Languages

We build languages from some alphabet/lexicon \(\Sigma\) by defining a language \(L\) on \(\Sigma\) as a subset of the strings \(\Sigma^*\) that can be built from \(\Sigma\).

\[L \subseteq \Sigma^*\]

This definition implies that the set of all languages on \(\Sigma\) is the power set of \(\Sigma^*\)

\[L \in 2^{\Sigma^*}\]

This terminology arises from the fact that, if \(\Sigma\) were, say, all of the phonemes of English, at least one element of \(2^{\Sigma^*}\) would be all and only the words of English (or at least one persons English idiolect). If \(\Sigma\) were all English words (and assuming that grammaticality is a coherent binary concept), at least one element of \(2^{\Sigma^*}\) would be all the grammatical sentences of English (or at least one persons English idiolect). Of course, many of the sets in \(2^{\Sigma^*}\) won’t look anything like English or any other languages, and a big part of this class is going to be figuring out how to find subsets of \(2^{\Sigma^*}\) that look like possible languages.

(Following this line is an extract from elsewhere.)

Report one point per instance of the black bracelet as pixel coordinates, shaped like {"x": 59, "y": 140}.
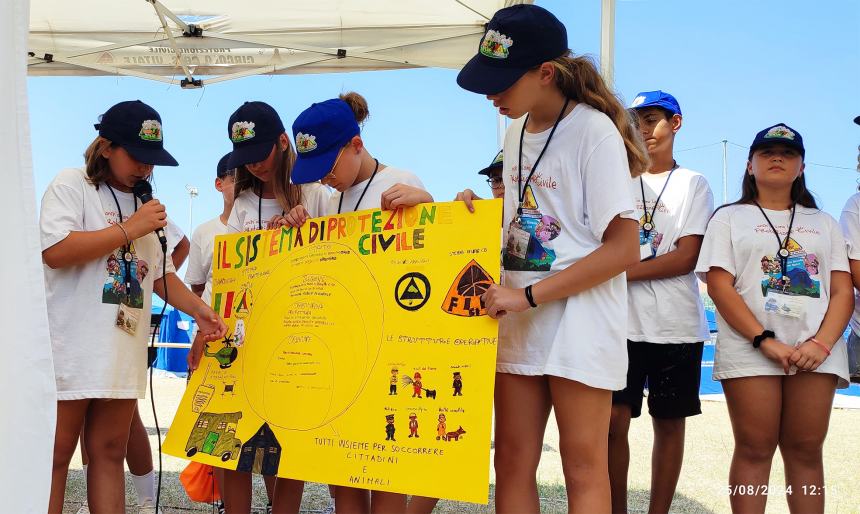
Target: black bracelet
{"x": 529, "y": 296}
{"x": 757, "y": 340}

To generate the set of all languages, we can compose our generator for \(\Sigma^*\) with our power set generator.


from itertools import product

#| code-fold: true
#| code-summary: Generator for natural numbers

def natural_numbers() -> int:
    """Initialize a generator for the natural numbers"""
    i = 0
    while True:
        yield i
        i += 1

Generator for power set

from typing import TypeVar
from collections.abc import Iterable

T = TypeVar("T")

emptyset = frozenset()

def powerset(iterable: Iterable[T]) -> set[T]:
    yield emptyset

    seen = {emptyset}

    for r in iterable:
        new = {s | frozenset({r}) for s in seen}
        for n in new:
            yield n
            seen.add(n)

Generator for Σ*

def sigma_i(sigma: set[str], i: int) -> product:
    sigma_repeated = [sigma]*i
    return product(*sigma_repeated)

def sigma_star(sigma: set[str]) -> str:
    for i in natural_numbers():
        for s in sigma_i(sigma, i):
            yield ''.join(s)

from collections.abc import Generator

english_phonemes = {"ɑ", "æ", "ə", "ʌ", "ɔ", "aʊ", "aɪ", "b", "tʃ", "d", "ð", "ɛ", 
                    "ɝ", "eɪ", "f", "g", "h", "ɪ", "i", "dʒ", "k", "l", "m", 
                    "n", "ŋ", "oʊ", "ɔɪ", "p", "ɹ", "s", "ʃ", "t", "θ", "ʊ", 
                    "u", "v", "w", "j", "z", "ʒ"}

languages: Generator[frozenset[str]] = powerset(sigma_star(english_phonemes))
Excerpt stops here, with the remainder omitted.